Enhanced cell-induced articular cartilage regeneration by chondrons; the influence of joint damage and harvest site.

OBJECTIVE: Interactions between chondrocytes and their native pericellular matrix provide optimal circumstances for regeneration of cartilage. However, cartilage diseases such as osteoarthritis change the pericellular matrix, causing doubt to them as a cell source for autologous cell therapy. METHODS: Chondrons and chondrocytes were isolated from stifle joints of goats in which cartilage damage was surgically induced in the right knee. After 4 weeks of regeneration culture, DNA content and proteoglycan and collagen content and release were determined. RESULTS: The cartilage regenerated by chondrons isolated from the damaged joint contained less proteoglycans and collagen compared to chondrons from the same harvest site in the nonoperated knee (P < 0.01). Besides, chondrons still reflected whether they were isolated from a damaged joint, even if they where isolated from the opposing or adjacent condyle. Although chondrocytes did not reflect this diseased status of the joint, chondrons always outperformed chondrocytes, even when isolated from the damaged joints (P < 0.0001). Besides increased cartilage production, the chondrons showed less collagenase activity compared to the chondrocytes. CONCLUSION: Chondrons still outperform chondrocytes when they were isolated from a damaged joint and they might be a superior cell source for articular cartilage repair and cell-induced cartilage formation.
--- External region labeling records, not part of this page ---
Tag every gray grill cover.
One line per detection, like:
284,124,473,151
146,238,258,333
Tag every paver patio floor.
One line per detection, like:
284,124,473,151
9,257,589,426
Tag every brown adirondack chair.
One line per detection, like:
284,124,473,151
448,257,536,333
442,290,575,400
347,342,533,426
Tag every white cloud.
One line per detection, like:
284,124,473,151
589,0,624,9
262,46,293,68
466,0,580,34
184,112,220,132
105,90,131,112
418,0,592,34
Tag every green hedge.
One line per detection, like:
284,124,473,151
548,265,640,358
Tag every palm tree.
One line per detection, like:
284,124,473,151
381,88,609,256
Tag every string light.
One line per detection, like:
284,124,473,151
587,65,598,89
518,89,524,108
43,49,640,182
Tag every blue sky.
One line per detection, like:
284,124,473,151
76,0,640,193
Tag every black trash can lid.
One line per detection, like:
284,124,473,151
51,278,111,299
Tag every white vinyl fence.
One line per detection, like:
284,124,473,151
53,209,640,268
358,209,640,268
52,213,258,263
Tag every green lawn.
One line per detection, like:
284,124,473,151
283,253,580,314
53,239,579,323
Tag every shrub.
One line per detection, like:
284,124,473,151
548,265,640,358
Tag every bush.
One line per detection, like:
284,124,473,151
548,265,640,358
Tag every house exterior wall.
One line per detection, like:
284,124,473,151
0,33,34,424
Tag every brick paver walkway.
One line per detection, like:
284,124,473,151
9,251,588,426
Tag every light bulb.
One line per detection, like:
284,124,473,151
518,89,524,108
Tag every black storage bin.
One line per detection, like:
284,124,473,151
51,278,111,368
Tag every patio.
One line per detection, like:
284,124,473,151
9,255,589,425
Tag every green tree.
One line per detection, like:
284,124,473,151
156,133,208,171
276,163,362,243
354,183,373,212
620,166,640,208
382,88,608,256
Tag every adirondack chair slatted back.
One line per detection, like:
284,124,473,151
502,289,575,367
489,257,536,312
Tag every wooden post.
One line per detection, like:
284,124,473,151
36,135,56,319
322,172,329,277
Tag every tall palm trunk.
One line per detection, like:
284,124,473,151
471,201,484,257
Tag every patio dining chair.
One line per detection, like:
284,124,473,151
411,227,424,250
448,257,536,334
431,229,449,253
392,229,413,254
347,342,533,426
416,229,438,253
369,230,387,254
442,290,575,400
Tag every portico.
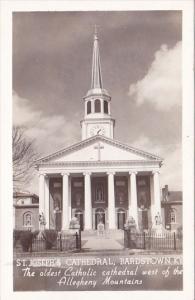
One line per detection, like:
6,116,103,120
39,162,161,230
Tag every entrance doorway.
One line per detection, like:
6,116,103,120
75,210,83,230
139,209,148,230
117,208,125,229
95,208,105,229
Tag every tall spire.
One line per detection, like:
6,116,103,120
91,26,103,89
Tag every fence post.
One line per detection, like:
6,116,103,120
60,234,62,251
127,228,132,249
79,229,81,250
173,231,176,250
75,232,79,249
144,231,146,250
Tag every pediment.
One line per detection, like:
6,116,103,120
37,135,162,165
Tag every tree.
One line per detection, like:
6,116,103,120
12,126,38,191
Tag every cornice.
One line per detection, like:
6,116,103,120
39,160,159,167
35,135,163,165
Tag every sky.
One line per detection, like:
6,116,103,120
13,11,182,192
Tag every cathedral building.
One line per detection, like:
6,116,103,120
36,33,162,230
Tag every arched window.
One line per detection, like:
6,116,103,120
23,211,32,227
104,100,108,114
170,208,176,224
95,99,101,112
87,101,91,114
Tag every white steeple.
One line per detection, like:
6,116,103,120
81,28,114,140
91,27,102,89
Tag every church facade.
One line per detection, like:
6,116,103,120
36,33,162,231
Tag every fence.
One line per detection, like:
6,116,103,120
14,230,81,253
124,230,182,250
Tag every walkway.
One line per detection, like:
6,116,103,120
82,232,124,251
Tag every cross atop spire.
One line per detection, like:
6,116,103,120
91,25,103,89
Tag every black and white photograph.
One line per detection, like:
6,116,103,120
0,1,193,299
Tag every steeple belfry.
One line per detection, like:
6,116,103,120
81,28,115,140
91,28,103,89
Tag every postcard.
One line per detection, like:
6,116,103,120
2,1,194,299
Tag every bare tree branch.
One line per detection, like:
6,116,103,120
12,126,38,190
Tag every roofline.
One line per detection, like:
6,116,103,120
35,135,163,164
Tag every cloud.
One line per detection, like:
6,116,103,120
13,92,79,156
128,42,182,111
132,135,182,191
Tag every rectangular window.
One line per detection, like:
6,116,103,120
53,182,62,188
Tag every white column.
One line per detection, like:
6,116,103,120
39,173,45,230
39,173,45,216
129,172,138,227
61,173,70,230
100,99,104,114
152,171,161,222
107,172,116,229
84,173,92,230
44,175,49,229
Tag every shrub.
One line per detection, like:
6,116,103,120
43,229,58,250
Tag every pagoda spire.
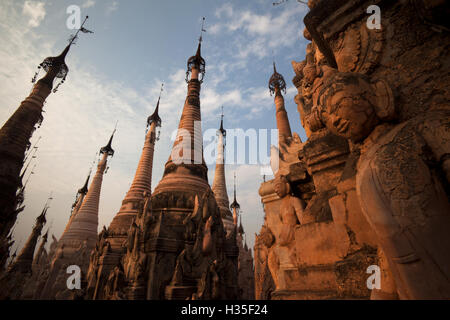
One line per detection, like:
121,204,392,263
8,196,53,273
155,18,210,194
109,84,164,235
40,128,116,299
58,129,116,249
269,61,292,142
0,17,89,261
33,229,49,265
212,107,233,232
64,168,92,232
87,84,163,300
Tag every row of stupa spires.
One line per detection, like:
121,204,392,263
0,15,292,298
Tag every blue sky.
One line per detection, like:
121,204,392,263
0,0,307,255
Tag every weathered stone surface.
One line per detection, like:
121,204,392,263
256,0,450,299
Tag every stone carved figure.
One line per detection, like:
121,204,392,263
316,70,450,299
274,175,312,246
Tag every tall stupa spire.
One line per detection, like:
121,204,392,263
64,168,92,232
269,61,292,141
109,84,164,234
87,84,163,300
155,19,210,194
40,129,116,299
212,107,233,232
0,17,90,268
230,172,241,227
58,129,116,248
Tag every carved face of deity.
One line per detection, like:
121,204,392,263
274,176,291,198
319,74,379,142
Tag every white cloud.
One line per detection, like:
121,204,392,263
210,4,306,59
81,0,95,9
215,3,233,18
22,0,46,28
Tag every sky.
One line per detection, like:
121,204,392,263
0,0,307,256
Overexpression of hsa-miR-148a promotes cartilage production and inhibits cartilage degradation by osteoarthritic chondrocytes.

OBJECTIVE: Hsa-miR-148a expression is decreased in Osteoarthritis (OA) cartilage, but its functional role in cartilage has never been studied. Therefore, our aim was to investigate the effects of overexpressing hsa-miR-148a on cartilage metabolism of OA chondrocytes. DESIGN: OA chondrocytes were transfected with a miRNA precursor for hsa-miR-148a or a miRNA precursor negative control. After 3, 7, 14 and 21 days, real-time PCR was performed to examine gene expression levels of aggrecan (ACAN), type I, II, and X collagen (COL1A1, COL2A1, COl10A1), matrix metallopeptidase 13 (MMP13), a disintegrin and metalloproteinase with thrombospondin motifs 5 (ADAMTS5) and the serpin peptidase inhibitor, clade H (heat shock protein 47), member 1 (SERPINH1). After 3 weeks, DNA content and proteoglycan and collagen content and release were determined. Type II collagen was analyzed at the protein level by Western blot. RESULTS: Overexpression of hsa-miR-148a had no effect on ACAN, COL1A1 and SERPINH1 gene expression, but increased COL2A1 and decreased COL10A1, MMP13 and ADAMTS5 gene expression. Luciferase reporter assay confirmed direct interaction of miR-148a and COL10A1, MMP13 and ADAMTS5. The matrix deposited by the miR-148a overexpressing cells contained more proteoglycans and collagen, in particular type II collagen. Proteoglycan and collagen release into the culture medium was inhibited, but total collagen production was increased. CONCLUSION: Overexpression of hsa-miR-148a inhibits hypertrophic differentiation and increases the production and deposition of type II collagen by OA chondrocytes, which is accompanied by an increased retention of proteoglycans. Hsa-miR-148a might be a potential disease-modifying compound in OA, as it promotes hyaline cartilage production.